- President: Jeffrey Ferrer
- Chairman: Alfredo D. Marañon III
- Founded: 1998
- Headquarters: Bacolod, Negros Island
- Ideology: Regionalism Nationalism
- Political position: Centre
- National affiliation: NPC (formerly) Liberal (formerly) PDP–Laban (formerly)
- House of Representatives: 2 / 6 (Negros Occidental seats only)
- Provincial Governor: 0 / 1
- Provincial Vice Governor: 1 / 1
- Provincial Board Members: 2 / 15

= United Negros Alliance =

Political party in the Philippines based in Negros Occidental

United Negros Alliance, abbreviated as UNA (or UNegA to distinguish from United Nationalist Alliance), is a provincial political party in Negros Occidental, Philippines based in Bacolod.

==Establishment==
Joseph Marañon, then Mayor of Sagay City, established United Negros Alliance initially as a coalition of different parties for his candidacy in the Negros Occidental provincial elections, 2001. Marañon won the race as Governor of Negros Occidental and registered United Negros Alliance as a local party, displacing the local party of former Gov. Rafael Coscolluela, Aton Tamdon Utod Negrosanon (ATUN).

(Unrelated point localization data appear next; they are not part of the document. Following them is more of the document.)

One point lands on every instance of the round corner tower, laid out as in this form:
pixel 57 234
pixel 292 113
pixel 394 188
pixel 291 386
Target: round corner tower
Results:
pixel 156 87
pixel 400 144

By convention, the Governor of Negros Occidental elected under the party is automatically named chairperson. If the Governor is from another party, the party nominates the member holding the next highest post for the leadership.

==National affiliation==
Nationalist People's Coalition led the alliance as a local affiliate until the party left after a disagreement with NPC chairperson Danding Cojuangco and Alfredo G. Marañon, Jr., the older brother of the late Joseph Marañon. Gov. Alfredo G. Marañon, Jr. ran against NPC-bet, former Vice Governor Genaro Alvarez, in the Negros Occidental provincial elections, 2013 and retain his post. Along with 3rd District Rep. Albee Benitez, the supporters of Alvarez formed the Love Negros Alliance as the local opposition party.

Despite the similarity in names, United Negros Alliance is not related nor an affiliate of former Vice President Jejomar Binay's United Nationalist Alliance.

United Negros Alliance had a political alliance with the Liberal Party. Both UNegA and Love Negros, with the notable exception of Rep. Benitez, supported the failed presidential bid of former DILG Sec. Mar Roxas and the successful candidacy of Vice President Leni Robredo.

===Special status===
During the 2016 Philippine general election, Commission on Elections declared UNegA as a dominant local party of Negros Occidental, with the privilege of receiving an official copy of provincial election returns.

===Party alliances===
While being a local party, United Negros Alliance also includes the ff. parties under its local coalition:
- Liberal Party
- Nacionalista Party
- Lakas–CMD
- Paglaum Party
- PDP–Laban

==Proposed merger==
Citing a stable relationship with Gov. Alfredo G. Marañon, Jr., Vice Gov. Bong Lacson proposed a merger between the breakaway Love Negros Alliance and United Negros Alliance. This also came with another proposal for the Governor and Vice Governor to run under a unity ticket, unopposed. Eventually, Gov. Marañon shot down the proposal and instead chose 4th District Rep. Jeffrey Ferrer as his running mate. Nevertheless, Lacson won the race and retained the Vice-Governorship.

==Notable members==
As the dominant local party, most incumbent officials are also members of United Negros Alliance. Most notables include the ff.:
- Joseph G. Marañon (founder): Governor of Negros Occidental, 1998–2008
- Alfredo Marañon (chairperson): Governor of Negros Occidental, 2010–2020
- David Albert Lacson: Board Member from the 3rd District, 2016–present

==Ideology==
On a national level, it usually enters on a coalition partnership with incumbent governments and dominant party. But on a local level, United Negros Alliance espouses Negrense regionalism and strongly believes in a unified Negros Island Region. It has been a strong proponent for the establishment and, recently, the resurrection of the Negros Island Region. With the promotion of federalism under the current Duterte administration, it has been pushing for the establishment of Negros as a unified federal state.